深い運用者になりたい方は是非ご覧ください。

そもそも統計って?

集団の個々の構成要素の分布を調べ、その集団の属性を数量的に把握すること。
出典:コトバンク(デジタル大辞泉)

身近な例だと、平均寿命、自動車の平均燃費や平均残業時間などが統計データにあたります。

今回紹介する事例はコチラ

  • 業種:不動産(賃貸マンション)
  • 商圏:東京
  • ターゲット:18-24歳程度の若いユーザー(家賃が低い物件が多いため)
  • 配信目的:お問い合わせ獲得。月80件を目標としています。

3月はリスティング広告経由で問い合わせを100件獲得することができ、満足できる売上となりました。しかし、4月のリスティング広告経由の問い合わせは30%減の70件となり、売上も30%下がっています。売上を伸ばすべく、問い合わせが下がった原因を調査することになりました。

※リスティング広告の予算削減やキーワードの変更は行っておらず、問い合わせに繋がりにくいクエリの流入の増加はないものとします。

問い合わせが減少した仮説を立てる

「4月に入り、引越しのシーズンが終わった関係で需要が減り、問い合わせが減少した。」と仮説を立てました。4月から学校の授業、新社会人の勤務がスタートするので、3月中に大半の人が引越しを済ます結果、4月の引越し需要は減少する。と考えられるからです。

上記の仮説は正しそうですが、根拠となるデータがないと正確性、説得力に欠けますよね。「世の中にそんな流れがあるじゃないですか?だから多分正しいです。」と口で言っているだけでは、なんだか浅い運用者だなぁと思われてしまいます。そこで統計データの登場です。

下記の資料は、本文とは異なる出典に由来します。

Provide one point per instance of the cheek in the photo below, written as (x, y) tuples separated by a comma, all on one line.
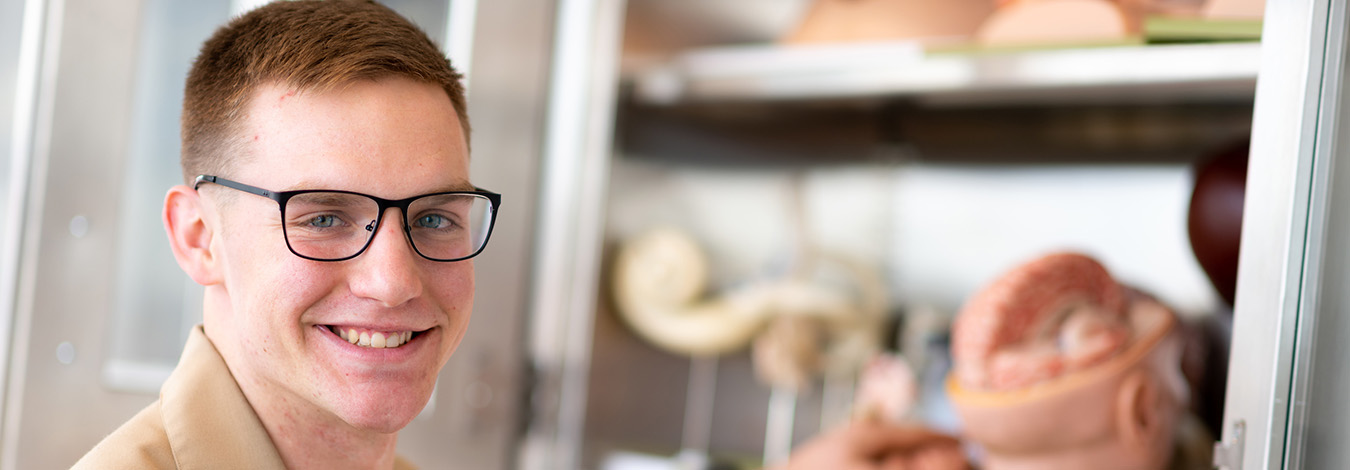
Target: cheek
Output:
[(454, 289)]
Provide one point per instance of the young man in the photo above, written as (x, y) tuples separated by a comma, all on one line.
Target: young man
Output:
[(330, 216)]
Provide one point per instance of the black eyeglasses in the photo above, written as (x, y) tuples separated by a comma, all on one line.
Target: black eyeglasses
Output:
[(324, 224)]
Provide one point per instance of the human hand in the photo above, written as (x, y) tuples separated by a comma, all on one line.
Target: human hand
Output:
[(875, 446)]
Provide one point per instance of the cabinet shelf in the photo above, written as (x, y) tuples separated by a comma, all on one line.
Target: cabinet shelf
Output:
[(1163, 73)]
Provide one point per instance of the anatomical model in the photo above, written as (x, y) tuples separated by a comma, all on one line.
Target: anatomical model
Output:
[(1057, 366), (801, 324)]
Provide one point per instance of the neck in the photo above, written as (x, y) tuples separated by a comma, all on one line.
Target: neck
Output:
[(305, 435), (308, 438)]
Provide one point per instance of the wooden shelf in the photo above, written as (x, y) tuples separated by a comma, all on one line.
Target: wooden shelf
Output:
[(1168, 73)]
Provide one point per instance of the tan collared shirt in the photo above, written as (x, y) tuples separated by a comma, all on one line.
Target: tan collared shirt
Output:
[(201, 420)]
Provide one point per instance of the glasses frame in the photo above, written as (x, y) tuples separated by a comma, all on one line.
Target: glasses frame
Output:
[(284, 196)]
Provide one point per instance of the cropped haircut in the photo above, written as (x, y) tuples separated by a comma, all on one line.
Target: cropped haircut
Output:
[(304, 46)]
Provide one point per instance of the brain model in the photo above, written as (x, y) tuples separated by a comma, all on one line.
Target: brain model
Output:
[(1048, 318)]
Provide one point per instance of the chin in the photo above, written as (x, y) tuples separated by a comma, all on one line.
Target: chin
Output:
[(384, 411)]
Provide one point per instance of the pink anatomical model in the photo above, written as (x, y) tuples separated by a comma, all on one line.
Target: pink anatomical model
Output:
[(1057, 366)]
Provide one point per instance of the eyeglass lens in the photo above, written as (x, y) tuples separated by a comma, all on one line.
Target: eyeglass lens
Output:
[(336, 226)]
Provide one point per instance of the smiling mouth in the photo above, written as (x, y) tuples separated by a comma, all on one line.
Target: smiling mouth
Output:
[(374, 339)]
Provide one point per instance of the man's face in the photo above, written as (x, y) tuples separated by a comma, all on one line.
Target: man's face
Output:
[(390, 138)]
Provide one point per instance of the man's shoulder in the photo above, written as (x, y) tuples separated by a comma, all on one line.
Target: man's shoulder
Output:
[(139, 443)]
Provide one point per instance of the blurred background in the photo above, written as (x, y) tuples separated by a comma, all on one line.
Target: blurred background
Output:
[(886, 155)]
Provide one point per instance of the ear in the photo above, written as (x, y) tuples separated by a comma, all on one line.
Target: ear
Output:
[(191, 235), (1137, 411)]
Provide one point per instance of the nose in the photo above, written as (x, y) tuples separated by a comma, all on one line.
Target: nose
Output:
[(388, 272)]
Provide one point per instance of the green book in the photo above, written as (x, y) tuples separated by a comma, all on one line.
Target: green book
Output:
[(1181, 29)]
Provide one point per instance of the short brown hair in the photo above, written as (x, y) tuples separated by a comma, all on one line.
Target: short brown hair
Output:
[(303, 45)]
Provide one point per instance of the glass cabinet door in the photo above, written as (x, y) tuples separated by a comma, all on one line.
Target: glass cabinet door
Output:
[(1287, 385)]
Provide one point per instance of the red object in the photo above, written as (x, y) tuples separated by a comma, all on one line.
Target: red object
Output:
[(1215, 216)]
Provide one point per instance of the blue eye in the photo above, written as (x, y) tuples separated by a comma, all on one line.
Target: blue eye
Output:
[(324, 220), (432, 222)]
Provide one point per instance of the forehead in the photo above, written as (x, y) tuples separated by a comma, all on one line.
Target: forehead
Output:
[(390, 138)]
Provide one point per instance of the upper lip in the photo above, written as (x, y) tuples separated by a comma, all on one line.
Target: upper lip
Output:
[(377, 326)]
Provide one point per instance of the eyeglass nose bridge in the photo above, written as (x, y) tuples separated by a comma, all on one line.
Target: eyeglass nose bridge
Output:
[(373, 227)]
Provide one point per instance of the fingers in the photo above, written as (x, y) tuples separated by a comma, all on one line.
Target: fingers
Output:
[(879, 439)]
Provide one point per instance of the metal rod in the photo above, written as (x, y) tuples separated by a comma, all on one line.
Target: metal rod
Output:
[(778, 427), (698, 404)]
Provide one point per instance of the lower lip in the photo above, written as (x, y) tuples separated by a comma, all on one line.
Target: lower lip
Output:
[(377, 354)]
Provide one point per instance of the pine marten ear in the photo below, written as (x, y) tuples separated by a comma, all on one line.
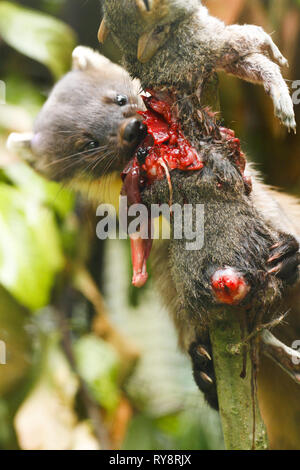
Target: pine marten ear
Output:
[(85, 59)]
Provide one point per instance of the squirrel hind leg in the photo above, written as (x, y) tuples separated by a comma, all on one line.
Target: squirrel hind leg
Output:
[(257, 68)]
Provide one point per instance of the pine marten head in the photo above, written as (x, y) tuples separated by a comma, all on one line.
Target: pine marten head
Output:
[(89, 125)]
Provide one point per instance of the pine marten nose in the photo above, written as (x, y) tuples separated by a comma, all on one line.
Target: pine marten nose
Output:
[(133, 131)]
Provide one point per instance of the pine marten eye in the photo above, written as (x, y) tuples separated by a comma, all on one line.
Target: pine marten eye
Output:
[(121, 100)]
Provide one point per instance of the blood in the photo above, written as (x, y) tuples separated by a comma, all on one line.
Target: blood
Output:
[(229, 286), (165, 149)]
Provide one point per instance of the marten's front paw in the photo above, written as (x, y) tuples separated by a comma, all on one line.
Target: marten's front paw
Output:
[(204, 374), (284, 260)]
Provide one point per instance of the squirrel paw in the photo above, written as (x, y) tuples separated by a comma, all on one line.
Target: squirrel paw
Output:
[(203, 371), (284, 110), (284, 260)]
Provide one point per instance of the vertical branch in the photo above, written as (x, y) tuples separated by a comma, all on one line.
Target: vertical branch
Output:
[(235, 394)]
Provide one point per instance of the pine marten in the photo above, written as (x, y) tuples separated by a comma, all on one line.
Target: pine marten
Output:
[(175, 46), (280, 210)]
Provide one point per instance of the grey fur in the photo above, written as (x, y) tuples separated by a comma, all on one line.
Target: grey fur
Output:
[(194, 45), (81, 108)]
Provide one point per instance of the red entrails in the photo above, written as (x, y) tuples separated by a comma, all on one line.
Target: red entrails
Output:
[(165, 149), (167, 142)]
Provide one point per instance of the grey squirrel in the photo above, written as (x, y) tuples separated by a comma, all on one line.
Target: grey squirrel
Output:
[(278, 209), (169, 43), (174, 46)]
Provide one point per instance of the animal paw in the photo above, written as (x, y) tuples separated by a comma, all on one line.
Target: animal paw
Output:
[(203, 371), (284, 260), (276, 55), (284, 110)]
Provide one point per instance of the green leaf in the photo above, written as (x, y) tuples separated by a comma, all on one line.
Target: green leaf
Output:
[(30, 250), (41, 190), (38, 36), (98, 365)]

※リスティング広告上で何かしら変化がある場合は、変化したことが原因で問い合わせの減少に繋がっている可能性があります。初めから外部要因にすることは考えが浅いです!

統計データを活用した仮説検証

仮説の正確性を高めるために、政府統計ポータルサイトe-Statから平成29年住民基本台帳人口移動報告の統計データを利用し、東京都の3月4月の人口移動数を比較してみます。4月の人口移動数が3月より減少していれば、引越しの需要が減少していると判断します。上記データは住民基本台帳に基づき、月々の国内における人口移動の状況を明らかにしている信憑性のあるデータです。


「東京都」の「他都道府県からの転入者数(総数)」「他都道府県への転出者数(総数)」3月と4月データを比較してみます。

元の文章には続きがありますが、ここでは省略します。